Per the Guardian, talking about her character to Suzy Kalter, the author of The Complete Book of M*A*S*H, Swit explained,
"Around the second or third year I decided to try to play her as a real person, in an intelligent fashion, even if it meant hurting the jokes."
Highlighting Houlihan's development into a much fuller, deeper character, she continued,
"To oversimplify it, I took each traumatic change that happened in her life and kept it. I didn’t go into the next episode as if it were a different character in a different play. She was a character in constant flux; she never stopped developing."
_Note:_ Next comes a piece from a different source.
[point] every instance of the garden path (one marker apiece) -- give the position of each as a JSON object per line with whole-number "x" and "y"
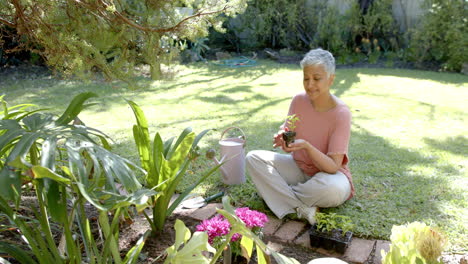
{"x": 280, "y": 234}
It is worth noting that Loretta Swit took over the role of Major Houlihan from Sally Kellerman, who played Houlihan in the movie version of M*A*S*H (the show is adapted from the movie, which is based on Richard Hooker's 1968 novel of the same name). Kellerman's version saw Houlihan as a one-dimensional character, a sex-crazed bimbo (hence the nickname).
Some of Loretta Swit's other acting credits include Pyramid, Good Heavens, The Muppet Show, Password Plus, Mirror, Mirror, and Murder, She Wrote. The actress also starred in films like Race with the Devil, Whoops Apocalypse, and Forest Warrior.
Swit discussed her passion for acting during her interview with the Star magazine in 2010. Quoting the conversation, the BBC wrote,
"Acting is not hiding to me, it's revealing. We give you license to feel. That's the most important thing in the world, because when you stop feeling, that's when you're dead."
Loretta Swit married attorney and actor Dennis Holahan in 1983, divorcing in 1995.
According to a January 2017 article by HuffPost, Swit has been a vocal advocate for animal welfare, supporting several animal rights organizations. In 2017, she published the book SwitHeart: The Watercolour Artistry & Animal Activism of Loretta Swit, earnings from which benefited various animal charities.
According to Celebrity Net Worth, she received the Woman of the Year Award from the Animal Protection Institute and was honored with a Betty White Award for animal advocacy. Swit also boasts a Hollywood Walk of Fame star (1989).
There is no official word on the funeral and memorial for Swit.